Les femmes des milieux ordinaires choisissaient en grande partie leur mari - c'est différent dans la noblesse, pour cause d'héritages et d'alliances, mais au village, il y avait sans doute peu d'unions forcées. on voit des jeunes femmes refuser crânement leur promis, y compris alors que celui-ci les traîne devant le tribunal ecclésiastique pour rupture de fiançailles.
Le meurtre d'une femme est plus grave que le meurtre d'un homme (avec des nuances en milieu nobiliaire, mais dans ce cadre-là on ne tue pas les femmes, on les enlève pour les épouser de force, justement).
En milieu populaire toujours, l'adultère masculin est puni de la même manière que l'adultère féminin - pour Nikita qui évoque le retour en grâce de Guenièvre comme un rêve littéraire: toutes les femmes adultères médiévales n'ont quand même pas connu le destin tragique des brus de Philippe le Bel, par exemple.
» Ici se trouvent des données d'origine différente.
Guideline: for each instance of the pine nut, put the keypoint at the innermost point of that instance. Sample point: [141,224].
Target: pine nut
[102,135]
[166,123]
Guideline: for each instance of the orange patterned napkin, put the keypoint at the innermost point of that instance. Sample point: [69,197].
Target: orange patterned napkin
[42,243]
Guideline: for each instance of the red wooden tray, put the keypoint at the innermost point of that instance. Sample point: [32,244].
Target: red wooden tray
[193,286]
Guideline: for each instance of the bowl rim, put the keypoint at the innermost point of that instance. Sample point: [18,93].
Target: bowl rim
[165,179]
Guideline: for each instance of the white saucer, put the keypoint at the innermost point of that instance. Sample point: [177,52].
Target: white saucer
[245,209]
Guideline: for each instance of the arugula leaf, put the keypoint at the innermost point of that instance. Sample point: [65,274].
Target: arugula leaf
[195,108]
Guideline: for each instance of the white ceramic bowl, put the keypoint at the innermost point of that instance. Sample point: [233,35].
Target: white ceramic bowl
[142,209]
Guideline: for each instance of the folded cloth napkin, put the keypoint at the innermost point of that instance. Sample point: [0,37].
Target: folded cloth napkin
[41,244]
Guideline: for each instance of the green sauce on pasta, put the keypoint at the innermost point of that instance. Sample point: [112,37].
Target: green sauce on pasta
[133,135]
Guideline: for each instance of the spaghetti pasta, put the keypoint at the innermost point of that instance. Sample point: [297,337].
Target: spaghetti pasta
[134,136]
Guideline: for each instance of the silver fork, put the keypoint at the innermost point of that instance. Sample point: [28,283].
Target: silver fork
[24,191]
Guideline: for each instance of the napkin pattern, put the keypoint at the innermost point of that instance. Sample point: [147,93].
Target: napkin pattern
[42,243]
En milieu ordinaire, une femme peut demander la séparation de son mari en cas d'adultère reconnu (et vice-versa) et certaines ne s'en privent pas.
tout ça pour dire qu'en termes d'autonomie, vaut mieux être fille du peuple que fille de prince, parfois ;-)
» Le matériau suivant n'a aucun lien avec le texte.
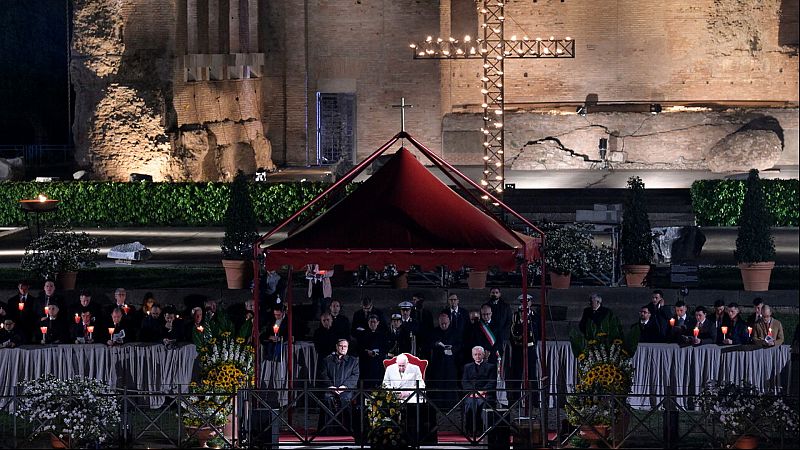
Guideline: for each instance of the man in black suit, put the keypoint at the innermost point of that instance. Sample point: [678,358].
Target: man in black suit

Surtout, je rejoins l'avis de Vinyamar, Cathy et quelques autres: ce n'est pas forcément dévaloriser une femme que l'exclure des "jeux guerriers", par exemple. L'évolution des mentalités a ceci de particulier qu'elle rend difficile la neutralité du jugement: des rôles sociaux différents de ceux que nous connaissons ne sont pas forcément inférieurs.
il n'empêche qu'un des points qui m'a effectivement marqué à la lecture du SDA, c'est l'absence de mères. Et il est vrai qu'Eowyn se révolte ouvertement contre son état de fille - mais trouve la paix dans l'acceptation de l'état d'épouse. Reflet peut-être d'une époque où, sans être forcément pire ou meilleurs, les rôles sociaux par genre (féminin/masculin) étaient plus clairement définis. Le problème est de vouloir dépasser ce rôle: une des choses qu'on reproche à Jeanne d'Arc, c'est bel et bien d'être une femme - et il est très net que dans le SDA, celle qui outrepasse son rôle de femme, Eowyn, passe par l'épreuve et approche la mort et le désespoir avant de s'apaiser en endossant "enfin" ses responsabilités féminines.